SIC, OTE, TUG, FOKUS, ATOS, AIT, KGH
The CREDENTIAL project requires several fundamental cryptographic primitives, algorithms and protocols. Those components are developed and documented within the scope of this deliverable. As the resulting library is used within platform dependent software on client side as well as on server side it was decided to split the library in two components, the Java Library for Cryptographic Primitives and the Android Crypto Library with Key Management Implementation resulting in a modular and efficient framework. The former is used to implement all platform independent cryptographic algorithms and protocols. In first instance, as one of CREDENTIAL’s most important and fundamental base components, this is a proxy reencryption scheme suitable for practical usage. To be more precise, it should not only provide all required security features and properties, but it should also be able to process large datasets and it should be interoperable with other related standards, e.g., PKCS#8 and X509. The latter provides mechanisms to generate and store all necessary cryptographic keys securely on Android devices using the hardware based TrustZone as secure haven. Furthermore the latter provides a façade for making the usage of Java Library for Cryptographic Primitives more convenient for CREDENTIAL purposes by simplifying respectively abstracting the underlying complexity.
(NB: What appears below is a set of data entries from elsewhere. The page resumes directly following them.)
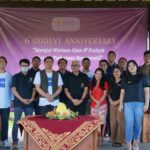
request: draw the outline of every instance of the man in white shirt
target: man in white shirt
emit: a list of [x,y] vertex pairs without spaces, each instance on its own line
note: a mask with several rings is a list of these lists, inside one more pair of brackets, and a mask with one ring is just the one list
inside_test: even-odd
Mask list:
[[10,112],[11,100],[13,95],[11,92],[12,76],[5,71],[7,60],[0,57],[0,116],[1,116],[1,142],[0,147],[8,148],[8,120]]
[[36,73],[34,84],[39,98],[39,113],[45,115],[59,103],[63,81],[58,72],[53,71],[54,59],[48,56],[44,59],[45,69]]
In first instance the following document describes the settings for this deliverable. After introducing the CREDENTIAL project itself together with the pilot scenarios, the scope of this library is defined next to the relations to other deliverables to be more accurately. A high level overview of the implemented components is provided in further consequence, including a basic overview of proxy re-encryption and key storage. Afterwards different usage scenarios of this library are listed, leading to the design decision of splitting up the library in the two aforementioned components Java Library for Cryptographic Primitives respectively Android Crypto Library with Key Management Implementation. The resulting libraries are described in detail within the next two sections, each. Those two sections contain explanations of the subcomponents as well as performed adoptions to making the results more suitable for practical scenarios. Special focus is also dedicated to the parametrization, usage examples and API
documentation. The document is topped off with an outlook on future cryptographic algorithms, protocols and algorithms to be integrated with the second implementation iteration. Additionally class diagrams of the most important component groups are attached in the appendix.